Hamming codes are well-understood in binary, but here I describe how they generalize to arbitrary fields. (This was apparently first described by Golay in passing in his short article on Golay codes, but I find his description there quite difficult to read.)
Let $$V$$ be some vector space over some field. Let $$W$$ be the coproduct of all the one-dimensional subspaces of $$V$$. The inclusion of each of these subspaces into $$V$$ gives a linear map from $$W$$ into $$V$$. We take the kernel of this map to be the "codewords" among the vectors of $$W$$.
In other, er, words:
Define an equivalence relation on the nonzero elements of $$V$$, under which two vectors are equivalent just in case they are each scalar multiples of the other.

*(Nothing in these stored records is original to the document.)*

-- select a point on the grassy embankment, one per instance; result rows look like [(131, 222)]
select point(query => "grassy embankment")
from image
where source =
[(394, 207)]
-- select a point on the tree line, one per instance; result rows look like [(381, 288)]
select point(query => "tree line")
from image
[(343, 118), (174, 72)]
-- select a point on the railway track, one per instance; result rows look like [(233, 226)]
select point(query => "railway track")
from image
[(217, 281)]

Let us say a "word" is a finite set of nonzero vectors of $$V$$, no two of which are equivalent. In other, er, words, a "word" is a choice function which assigns to each line through the origin of $$V$$ some vector on that line, and which furthermore has finite support (only finitely many lines are assigned nonzero values).
When $$V$$ is finite-dimensional over a finite field, these words can be thought of as strings of a particular finite length (the number of equivalence classes of nonzero vectors) over an alphabet of a particular finite size (the number of vectors on a line; i.e., the size of the field).

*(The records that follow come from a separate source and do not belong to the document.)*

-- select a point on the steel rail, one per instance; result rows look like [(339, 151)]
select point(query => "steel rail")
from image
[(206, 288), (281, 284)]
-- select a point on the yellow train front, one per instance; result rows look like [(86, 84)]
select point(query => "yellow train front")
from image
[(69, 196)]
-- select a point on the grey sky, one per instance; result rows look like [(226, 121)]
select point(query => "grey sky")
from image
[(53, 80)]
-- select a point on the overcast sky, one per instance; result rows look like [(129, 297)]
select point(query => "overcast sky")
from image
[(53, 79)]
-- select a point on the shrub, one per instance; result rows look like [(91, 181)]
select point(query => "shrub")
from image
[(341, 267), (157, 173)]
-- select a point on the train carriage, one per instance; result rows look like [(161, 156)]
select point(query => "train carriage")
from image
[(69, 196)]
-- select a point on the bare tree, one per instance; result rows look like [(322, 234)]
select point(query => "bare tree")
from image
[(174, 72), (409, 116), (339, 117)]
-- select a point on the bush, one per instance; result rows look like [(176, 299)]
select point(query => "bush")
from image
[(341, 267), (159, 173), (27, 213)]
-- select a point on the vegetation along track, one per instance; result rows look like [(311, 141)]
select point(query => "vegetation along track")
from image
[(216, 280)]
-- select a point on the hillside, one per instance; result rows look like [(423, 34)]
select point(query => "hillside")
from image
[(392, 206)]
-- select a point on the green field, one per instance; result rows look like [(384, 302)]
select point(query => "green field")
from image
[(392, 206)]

The finite support condition ensures that the sum of a word is a well-defined vector. We will say a word is a "codeword" if this sums to zero.
The Hamming distance between two words is the number of lines on which they make different choices.
Our observation is that for every word, there is a unique codeword at Hamming distance ≤ 1 from it. In other words, our choice of codewords makes a perfect single-error correcting code.
This is like so: Given any word, look at its sum. If this is zero, this is already a codeword (and changing any single of its "letters" will change its sum to no longer zero, thus no longer a codeword). If this is nonzero, then we must subtract this nonzero value from the sum to get to a codeword. Well, there is a unique line on which this nonzero value lives, and so that tells us precisely which "letter" we must change and by how much.
This gives us a method of constructing perfect single error correcting codes over an alphabet of size $$q = \abs{V}$$, using encoded messages of length $$\ell = \frac{q^n - 1}{q - 1} = 1 + q + q^2 + \ldots + q^{n - 1}$$, for any prime power $$q > 1$$ and choice of $$n$$.
(Note that such message lengths are the only possibilities available for a perfect single error correcting code over an alphabet of prime power size, as we need $$1 + \ell (q - 1)$$ to divide some power of $$q$$. The prime power condition on $$q$$ then forces $$1 + \ell (q - 1)$$ to itself be a power of $$q$$, from which we get $$\ell = \frac{q^n - 1}{q - 1}$$.)
No instance is known of a perfect single error correcting code over different parameters (i.e., over an alphabet whose size is not a prime power), though no proof is known that this is impossible, either (as I understand it).
The above describes a "linear" scheme for constructing perfect single error correcting codes. Note that there also exist non-linear codes with the same alphabet size and message length parameters in some instances (TODO: describe an example). There seems some ambiguity in whether such non-linear codes with these parameters are also called "Hamming codes".
Does the above extend to anything interesting over the "field with one element"? The appearance of the q-analog $$\ell = [n]_q$$ is suggestive, but I'm not sure what to say along these lines.
The extended binary Hamming code, with an additional parity bit, can be thought of like so: Words are finite subsets of vector space $$V$$ over $$GF(2)$$ (including allowing the subset to contain 0), and codewords are words containing an even number of vectors summing to 0. These codewords are closed under symmetric difference, and for any odd size word, there is a unique codeword at distance 1 from it, obtained by simply summing up the odd size word and then toggling its value at that sum.
Note that this has a 3-transitive automorphism group, since the codewords are essentially parallelograms, and thus preserved by any affine transformation. (Affine transformations are 3-transitive over GF(2) (where 3 distinct points cannot be collinear) and 2-transitive over other fields.)